私がベッドへと近付くと、ルナール様は慌てて立ち上がった。そして私の視線から逃げる様に背後に回り込むと、後ろから私を抱き締めてくる。ルナール様を見ようと右から後ろを振り返ると…顔をそらされた。今度は左から振り返ってみても…やっぱりそらされてしまった。
一体どうしたと言うのだろう?
「姫様、本当に色々と申し訳ございませんでした」
聞こえた言葉に、ルナール様は取り敢えず好きな様にさせておくことにしてナグル様と向き合った。
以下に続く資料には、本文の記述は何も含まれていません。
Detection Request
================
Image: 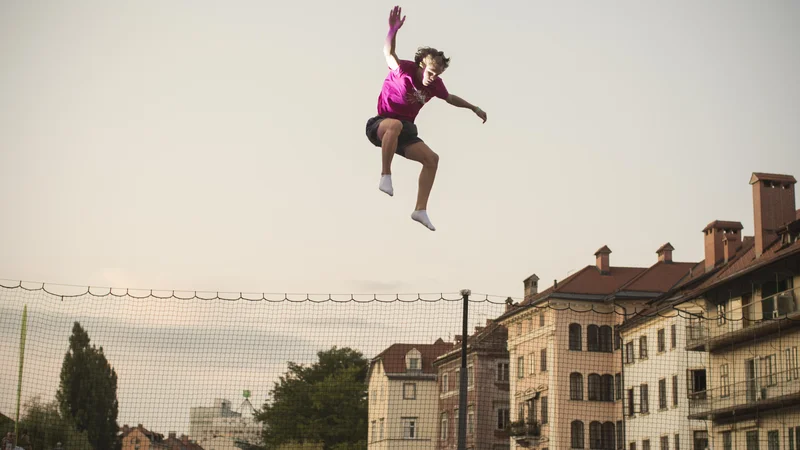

「謝らないで下さい。それより…そんなお体で、私の事をお城に知らせて下さったと聞きました…本当に有難うございました」
「姫様…」
頭を下げると、ナグル様が嬉しそうに涙ぐんだ。スンと鼻を鳴らしたナグル様は誤魔化すように笑みを浮かべた。
「腕は痛みますか?」
「いえ、もう痛みは有りませぬ。後は体力さえ戻れば何時でも働けますぞ!」
片手で力瘤を作って見せるナグル様に、私を背後から抱き締めているルナール様がボソリと口にした。
「…ナグルは、殺され、ても…死なない」
「ルナール様!」
ナグル様は本当に死にそうな目にあったのに。私が咎める様に呼んで振り返ると、ルナール様が何処か拗ねた様な表情を浮かべていた。それがナグル様への甘えなのだと理解してつい笑ってしまった。
ナグル様も私が笑い出すと、声を上げて楽しそうに笑った。
私は先程作ったカップケーキを数個、ナグル様のお見舞いにサイドボードへと置くとナグル様はとても喜んでくれた。それをルナール様が横取りしようとしたのを阻止して、私とルナール様はナグル様のお部屋を後にした。